Rambut rontok dengan bifosfonat?

Rambut rontok bukanlah gejala dalam daftar kemungkinan efek samping bifosfonat.

Nekrosis pinus sebagai efek samping bifosfonat

Nekrosis rahang terkait bifosfonat adalah efek samping yang ditakuti dari terapi dengan bifosfonat. Nekrosis rahang adalah kematian tulang rahang dan jaringan lunak.
Interaksi antara asupan bifosfonat dan titik masuk bakteri di mulut (yaitu luka terbuka, misalnya setelah gigi dicabut) akan meningkatkan insiden nekrosis rahang. Titik masuk tersebut bisa berupa peradangan, tetapi juga luka bedah baru atau luka kecil yang disebabkan oleh pemasangan gigi palsu yang salah.Interaksi obat dan bakteri diyakini dapat menjadi pemicu kematian sebagian tulang rahang yang disebut nekrosis rahang.

Di sini bagian tulang rahang terbuka dan tidak sembuh selama berminggu-minggu. Gejala berupa nyeri hebat, peradangan, abses dan fistula, serta bau mulut. Dalam kasus yang diucapkan, patah tulang rahang bisa terjadi.

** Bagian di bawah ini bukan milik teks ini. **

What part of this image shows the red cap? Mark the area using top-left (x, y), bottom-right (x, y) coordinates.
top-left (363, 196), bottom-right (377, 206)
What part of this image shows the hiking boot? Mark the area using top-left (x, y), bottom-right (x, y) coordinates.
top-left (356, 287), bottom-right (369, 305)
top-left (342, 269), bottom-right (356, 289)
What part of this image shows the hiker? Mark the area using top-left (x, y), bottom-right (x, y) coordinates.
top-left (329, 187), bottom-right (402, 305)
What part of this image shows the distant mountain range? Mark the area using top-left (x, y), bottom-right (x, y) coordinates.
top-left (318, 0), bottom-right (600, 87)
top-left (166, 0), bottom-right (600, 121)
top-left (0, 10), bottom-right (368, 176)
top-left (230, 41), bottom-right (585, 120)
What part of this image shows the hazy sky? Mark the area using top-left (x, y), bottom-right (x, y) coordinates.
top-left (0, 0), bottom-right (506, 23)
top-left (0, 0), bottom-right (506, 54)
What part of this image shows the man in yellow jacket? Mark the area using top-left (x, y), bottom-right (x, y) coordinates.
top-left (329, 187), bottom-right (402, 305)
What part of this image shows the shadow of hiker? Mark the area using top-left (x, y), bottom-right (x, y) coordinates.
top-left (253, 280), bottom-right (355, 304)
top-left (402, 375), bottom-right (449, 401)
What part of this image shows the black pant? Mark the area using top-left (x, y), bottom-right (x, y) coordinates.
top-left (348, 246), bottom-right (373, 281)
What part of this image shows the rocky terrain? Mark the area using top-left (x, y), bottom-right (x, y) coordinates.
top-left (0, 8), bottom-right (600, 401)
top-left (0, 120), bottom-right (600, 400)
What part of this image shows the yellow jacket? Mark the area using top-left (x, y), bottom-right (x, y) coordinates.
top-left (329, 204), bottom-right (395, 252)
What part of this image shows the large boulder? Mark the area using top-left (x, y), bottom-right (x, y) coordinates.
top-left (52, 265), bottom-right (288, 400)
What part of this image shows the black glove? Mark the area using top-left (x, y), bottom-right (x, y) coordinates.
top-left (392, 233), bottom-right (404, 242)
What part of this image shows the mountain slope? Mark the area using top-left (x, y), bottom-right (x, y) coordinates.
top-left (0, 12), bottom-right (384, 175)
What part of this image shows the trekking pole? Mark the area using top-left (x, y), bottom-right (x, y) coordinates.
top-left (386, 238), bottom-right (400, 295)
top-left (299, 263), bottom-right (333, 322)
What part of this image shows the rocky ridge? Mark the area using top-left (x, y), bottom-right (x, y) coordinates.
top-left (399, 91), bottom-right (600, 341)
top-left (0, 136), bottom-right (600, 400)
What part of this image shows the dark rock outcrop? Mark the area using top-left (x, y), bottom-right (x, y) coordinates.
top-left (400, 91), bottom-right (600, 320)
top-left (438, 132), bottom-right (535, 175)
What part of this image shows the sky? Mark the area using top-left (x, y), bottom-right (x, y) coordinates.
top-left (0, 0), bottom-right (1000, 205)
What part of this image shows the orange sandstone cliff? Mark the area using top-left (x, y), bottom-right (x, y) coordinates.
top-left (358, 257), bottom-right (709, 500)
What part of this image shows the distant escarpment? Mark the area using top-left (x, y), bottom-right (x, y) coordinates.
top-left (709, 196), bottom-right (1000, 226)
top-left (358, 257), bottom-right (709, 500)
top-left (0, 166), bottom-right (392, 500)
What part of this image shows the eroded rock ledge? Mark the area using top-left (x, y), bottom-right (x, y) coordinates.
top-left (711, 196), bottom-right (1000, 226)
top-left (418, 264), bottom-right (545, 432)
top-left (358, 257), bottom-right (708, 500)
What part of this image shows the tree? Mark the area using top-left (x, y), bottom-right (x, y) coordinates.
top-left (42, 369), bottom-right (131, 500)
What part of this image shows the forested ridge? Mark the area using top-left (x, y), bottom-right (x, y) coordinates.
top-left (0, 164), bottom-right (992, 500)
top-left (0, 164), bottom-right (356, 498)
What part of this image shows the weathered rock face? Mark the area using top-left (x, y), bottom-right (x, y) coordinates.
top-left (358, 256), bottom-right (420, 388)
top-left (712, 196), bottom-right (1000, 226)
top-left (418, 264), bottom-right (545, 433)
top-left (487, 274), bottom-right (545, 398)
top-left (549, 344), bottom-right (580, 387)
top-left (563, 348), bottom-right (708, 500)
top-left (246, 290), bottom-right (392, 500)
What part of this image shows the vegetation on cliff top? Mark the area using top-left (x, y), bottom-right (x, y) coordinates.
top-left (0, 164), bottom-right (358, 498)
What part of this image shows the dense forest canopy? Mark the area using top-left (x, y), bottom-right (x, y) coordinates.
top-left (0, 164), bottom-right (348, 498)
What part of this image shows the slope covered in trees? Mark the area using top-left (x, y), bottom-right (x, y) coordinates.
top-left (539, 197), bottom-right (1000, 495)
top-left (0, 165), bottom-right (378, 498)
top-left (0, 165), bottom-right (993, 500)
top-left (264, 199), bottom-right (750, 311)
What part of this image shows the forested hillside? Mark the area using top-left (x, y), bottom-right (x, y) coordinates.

Terutama pada pasien dengan jenis kanker tertentu atau metastasis tulang yang diberikan bifosfonat sebagai infus melalui vena, risiko terjadinya nekrosis rahang meningkat secara signifikan.

Pilihan terapeutik utama adalah berkumur secara teratur, kebersihan mulut yang cermat dan terapi antibiotik lokal dan sistemik (di seluruh tubuh), tetapi proses penyembuhannya sering berlarut-larut. Operasi pengangkatan material tulang mati dengan anestesi umum dan penjahitan luka biasanya diperlukan.
Untuk mencegah nekrosis rahang seefektif mungkin, berkonsultasi dengan dokter gigi sebelum memulai terapi dengan bifosfonat. Ini dapat membersihkan fokus infeksi di area mulut dan dengan demikian membuat masuknya bakteri lebih sulit. Kebersihan mulut yang teratur dan hati-hati juga memainkan peran penting.

Pasien yang menerima bifosfonat melalui infus harus memperhatikan bahwa intervensi gigi seperti pencabutan atau implantasi gigi hanya boleh dilakukan setelah terapi bifosfonat berakhir.

Efek samping pada ginjal

Karena bifosfonat cepat atau lambat diekskresikan melalui ginjal, penggunaannya pada gangguan ginjal berat tidak diindikasikan.

Namun, ini tidak berlaku untuk semua bahan aktif. Untuk beberapa, penyesuaian dosis sudah cukup jika terjadi insufisiensi ginjal. Beberapa bifosfonat, misalnya Asam zoledronat, beracun bagi ginjal. Jika sediaan ini diambil oleh pasien dengan gangguan fungsi ginjal, risiko gagal ginjal sangat meningkat.